Reversing the roles in litigation

Posted on: April 9th, 2015

Effective litigators like to be in the driving seat wherever possible. If there is a choice we would generally wish to be the claimant, dictating the agenda and driving the litigation forwards. This is particularly the case when an opponent would otherwise wish to string-out matters to suit their own agenda.

Where each party to a dispute threatens litigation against the other it will be clear to both that each could go on the offensive in terms of commencing legal proceedings. However, when a client is on the receiving end of threats of litigation to which they would have no counterclaim, the opportunity to take the initiative in litigation can be less obvious. Where this is the case their solicitors may need to be more creative.

It is at times like this when serious consideration should be given to seeking declaratory relief. This is an order by the court confirming a legal or factual finding which is binding on the parties to the action. For the brave, this equitable remedy will refresh the parts that other remedies cannot reach. It has the power to turn most potential defendants into claimants, with all the legal and tactical advantages such a reversing of roles can bring.

We have considerable experience within the Dispute Resolution team in seeking and obtaining declaratory relief in both commercial and property litigation.

On an interesting recent case we secured a negative declaration in relation to the sale of a property for our clients. The offending party in this case was an adjoining landowner who had made a number of allegations and threats of litigation against our clients, including in relation to encroachment, but never acted on them. This party was aware that our clients’ property was on the market. It was our clients’ case that they were seeking to engineer artificial disputes to stymie a sale and thereby extract a ransom payment. When asked to “put up or shut up” by our clients’ then solicitors, the offending party’s response was that they could take as long as they liked to consider their options at law and that there was nothing which our clients could do about it.

Following the transfer of the file to this firm that assumption proved to be an expensive mistake. We sued for a declaration that our clients had no potential liability to the adjoining land-owner in relation to the matters they had raised in pre-action correspondence. Given the fluid nature of the allegations made we also sought a ruling that there were no other extant disputes between the parties in relation to the property.

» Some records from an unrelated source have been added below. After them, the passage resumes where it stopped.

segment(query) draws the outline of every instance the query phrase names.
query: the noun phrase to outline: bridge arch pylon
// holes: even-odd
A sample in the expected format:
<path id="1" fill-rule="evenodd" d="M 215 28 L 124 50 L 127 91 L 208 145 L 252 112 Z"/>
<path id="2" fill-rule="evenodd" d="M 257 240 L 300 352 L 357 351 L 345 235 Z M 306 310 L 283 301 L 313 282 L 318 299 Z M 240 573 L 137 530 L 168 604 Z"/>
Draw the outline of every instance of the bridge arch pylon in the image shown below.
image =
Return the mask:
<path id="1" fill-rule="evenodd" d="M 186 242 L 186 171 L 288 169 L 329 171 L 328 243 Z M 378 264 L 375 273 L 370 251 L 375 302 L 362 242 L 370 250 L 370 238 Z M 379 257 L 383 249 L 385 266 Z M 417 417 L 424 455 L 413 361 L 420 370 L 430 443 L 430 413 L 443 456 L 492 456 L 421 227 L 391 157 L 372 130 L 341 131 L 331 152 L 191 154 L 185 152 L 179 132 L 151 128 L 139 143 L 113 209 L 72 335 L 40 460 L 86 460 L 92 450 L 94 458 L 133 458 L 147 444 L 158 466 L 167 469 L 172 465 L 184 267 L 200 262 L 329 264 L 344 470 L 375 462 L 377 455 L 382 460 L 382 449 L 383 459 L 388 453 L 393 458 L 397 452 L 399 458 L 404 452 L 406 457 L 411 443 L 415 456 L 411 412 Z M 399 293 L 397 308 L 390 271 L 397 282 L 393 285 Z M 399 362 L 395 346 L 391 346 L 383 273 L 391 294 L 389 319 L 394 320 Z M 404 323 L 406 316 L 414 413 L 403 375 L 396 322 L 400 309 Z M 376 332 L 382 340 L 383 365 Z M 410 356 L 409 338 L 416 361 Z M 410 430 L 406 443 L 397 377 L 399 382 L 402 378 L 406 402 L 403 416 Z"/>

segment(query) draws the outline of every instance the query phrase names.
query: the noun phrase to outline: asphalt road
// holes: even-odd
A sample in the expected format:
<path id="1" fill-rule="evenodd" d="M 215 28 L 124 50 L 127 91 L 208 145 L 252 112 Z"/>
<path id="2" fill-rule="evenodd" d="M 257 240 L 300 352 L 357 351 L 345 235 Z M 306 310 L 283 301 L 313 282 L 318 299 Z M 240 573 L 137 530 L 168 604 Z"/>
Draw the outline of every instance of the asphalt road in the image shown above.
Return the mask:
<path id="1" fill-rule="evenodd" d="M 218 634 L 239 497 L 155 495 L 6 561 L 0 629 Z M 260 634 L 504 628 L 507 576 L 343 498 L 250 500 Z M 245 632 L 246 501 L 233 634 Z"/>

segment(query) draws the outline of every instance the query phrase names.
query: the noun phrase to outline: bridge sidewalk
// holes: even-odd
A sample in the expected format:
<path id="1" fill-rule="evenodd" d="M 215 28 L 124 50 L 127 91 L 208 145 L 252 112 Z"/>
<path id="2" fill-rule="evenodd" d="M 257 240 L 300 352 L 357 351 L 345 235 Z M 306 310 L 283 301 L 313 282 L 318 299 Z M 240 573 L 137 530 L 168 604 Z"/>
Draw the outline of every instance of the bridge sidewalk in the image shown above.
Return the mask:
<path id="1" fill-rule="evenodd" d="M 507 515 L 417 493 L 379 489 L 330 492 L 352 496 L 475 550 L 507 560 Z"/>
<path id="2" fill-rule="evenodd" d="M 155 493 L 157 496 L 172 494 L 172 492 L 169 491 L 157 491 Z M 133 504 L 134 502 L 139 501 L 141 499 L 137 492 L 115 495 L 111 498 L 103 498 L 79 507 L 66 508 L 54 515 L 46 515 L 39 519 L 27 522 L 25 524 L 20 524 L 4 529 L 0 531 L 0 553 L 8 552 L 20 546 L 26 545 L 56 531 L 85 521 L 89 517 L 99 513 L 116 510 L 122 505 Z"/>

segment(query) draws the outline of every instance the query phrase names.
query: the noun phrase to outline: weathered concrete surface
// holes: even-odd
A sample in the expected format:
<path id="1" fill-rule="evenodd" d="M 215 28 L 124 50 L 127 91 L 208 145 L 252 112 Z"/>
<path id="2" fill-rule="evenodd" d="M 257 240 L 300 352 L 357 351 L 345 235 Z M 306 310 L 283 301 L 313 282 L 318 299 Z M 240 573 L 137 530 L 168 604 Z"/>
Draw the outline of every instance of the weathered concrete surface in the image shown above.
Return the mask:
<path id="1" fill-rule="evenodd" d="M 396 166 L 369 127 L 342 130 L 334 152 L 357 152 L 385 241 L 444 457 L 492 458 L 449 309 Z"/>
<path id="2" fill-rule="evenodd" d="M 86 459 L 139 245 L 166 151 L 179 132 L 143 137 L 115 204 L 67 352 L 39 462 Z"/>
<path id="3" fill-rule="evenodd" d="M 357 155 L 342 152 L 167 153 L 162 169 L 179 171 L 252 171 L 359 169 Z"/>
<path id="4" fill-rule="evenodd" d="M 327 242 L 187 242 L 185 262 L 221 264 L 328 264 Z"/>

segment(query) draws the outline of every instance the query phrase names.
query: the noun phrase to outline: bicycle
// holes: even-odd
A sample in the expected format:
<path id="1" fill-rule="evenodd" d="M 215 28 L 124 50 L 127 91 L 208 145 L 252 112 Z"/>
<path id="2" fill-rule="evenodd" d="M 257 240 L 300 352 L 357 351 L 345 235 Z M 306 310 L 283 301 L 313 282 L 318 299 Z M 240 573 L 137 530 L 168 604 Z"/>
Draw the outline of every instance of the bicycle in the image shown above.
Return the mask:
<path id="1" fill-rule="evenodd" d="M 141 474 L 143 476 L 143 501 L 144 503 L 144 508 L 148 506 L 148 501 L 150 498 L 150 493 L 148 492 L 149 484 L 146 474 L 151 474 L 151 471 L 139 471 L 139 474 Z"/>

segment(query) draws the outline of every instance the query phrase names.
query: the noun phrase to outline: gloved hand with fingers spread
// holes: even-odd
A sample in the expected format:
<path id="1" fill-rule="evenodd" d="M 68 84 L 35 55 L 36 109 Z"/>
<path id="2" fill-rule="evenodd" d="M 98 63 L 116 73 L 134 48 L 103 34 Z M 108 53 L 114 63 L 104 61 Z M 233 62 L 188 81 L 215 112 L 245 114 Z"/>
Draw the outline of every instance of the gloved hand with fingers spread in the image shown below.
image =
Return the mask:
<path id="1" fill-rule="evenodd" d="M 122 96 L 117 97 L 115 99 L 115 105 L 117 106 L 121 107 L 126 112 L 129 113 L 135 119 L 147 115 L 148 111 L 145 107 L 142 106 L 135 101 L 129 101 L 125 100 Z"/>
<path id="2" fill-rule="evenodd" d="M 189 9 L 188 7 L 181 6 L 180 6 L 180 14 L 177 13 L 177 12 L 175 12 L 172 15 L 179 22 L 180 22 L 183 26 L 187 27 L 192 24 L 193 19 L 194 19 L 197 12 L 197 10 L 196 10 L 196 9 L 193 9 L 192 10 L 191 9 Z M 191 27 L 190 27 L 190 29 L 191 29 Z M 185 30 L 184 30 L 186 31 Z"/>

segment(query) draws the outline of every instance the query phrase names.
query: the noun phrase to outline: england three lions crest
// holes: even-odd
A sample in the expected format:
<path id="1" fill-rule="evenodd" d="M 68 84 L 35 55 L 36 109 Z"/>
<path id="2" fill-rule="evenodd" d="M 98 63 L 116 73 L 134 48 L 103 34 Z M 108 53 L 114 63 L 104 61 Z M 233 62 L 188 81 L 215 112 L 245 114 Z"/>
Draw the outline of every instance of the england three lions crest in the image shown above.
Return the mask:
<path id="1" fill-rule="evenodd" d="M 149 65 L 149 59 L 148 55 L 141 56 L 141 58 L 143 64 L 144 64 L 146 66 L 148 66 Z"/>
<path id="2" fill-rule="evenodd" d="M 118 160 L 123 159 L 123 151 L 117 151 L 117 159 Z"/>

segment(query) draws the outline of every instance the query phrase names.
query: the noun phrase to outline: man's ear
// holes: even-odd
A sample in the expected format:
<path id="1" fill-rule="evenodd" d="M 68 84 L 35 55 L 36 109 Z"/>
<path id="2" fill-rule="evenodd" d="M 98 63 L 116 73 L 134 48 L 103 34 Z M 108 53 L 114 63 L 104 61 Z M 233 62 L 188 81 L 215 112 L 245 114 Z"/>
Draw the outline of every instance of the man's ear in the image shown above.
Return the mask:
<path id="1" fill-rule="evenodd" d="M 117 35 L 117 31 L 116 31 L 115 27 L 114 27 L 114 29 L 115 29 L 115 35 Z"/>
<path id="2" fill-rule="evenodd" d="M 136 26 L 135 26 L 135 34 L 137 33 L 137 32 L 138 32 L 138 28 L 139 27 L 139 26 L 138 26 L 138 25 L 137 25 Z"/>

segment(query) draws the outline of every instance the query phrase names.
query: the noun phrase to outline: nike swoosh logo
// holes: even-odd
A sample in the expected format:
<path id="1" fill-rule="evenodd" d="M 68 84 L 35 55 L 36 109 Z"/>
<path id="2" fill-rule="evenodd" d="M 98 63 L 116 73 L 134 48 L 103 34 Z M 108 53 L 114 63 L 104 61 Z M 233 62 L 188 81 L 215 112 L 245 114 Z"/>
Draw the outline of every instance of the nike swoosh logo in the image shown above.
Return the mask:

The court granted the declarations sought, thus enabling our client to give good title to a potential purchaser. It did this following a successful strike-out/summary judgment application we brought on behalf of our clients.

As with all equitable remedies, the jurisdiction to award declaratory relief is discretionary. In past years there was a suggestion in the authorities that negative declarations are particularly racy and need to be treated with caution. Judges were reluctant to sanction a procedure that effectively hauls a party into court, against their will, to tell them that they would not succeed with a claim which they have not chosen to bring.

More recent case law has clarified that the exercise of this discretion should be entirely pragmatic and that the courts should not be reluctant to grant the relief if that is what justice requires.

The wider use of declarations, both positive and negative, is an area we will explore in a subsequent article. For now, we hope the above example serves as a useful reminder that being creative and taking the initiative in litigation can reap dividends.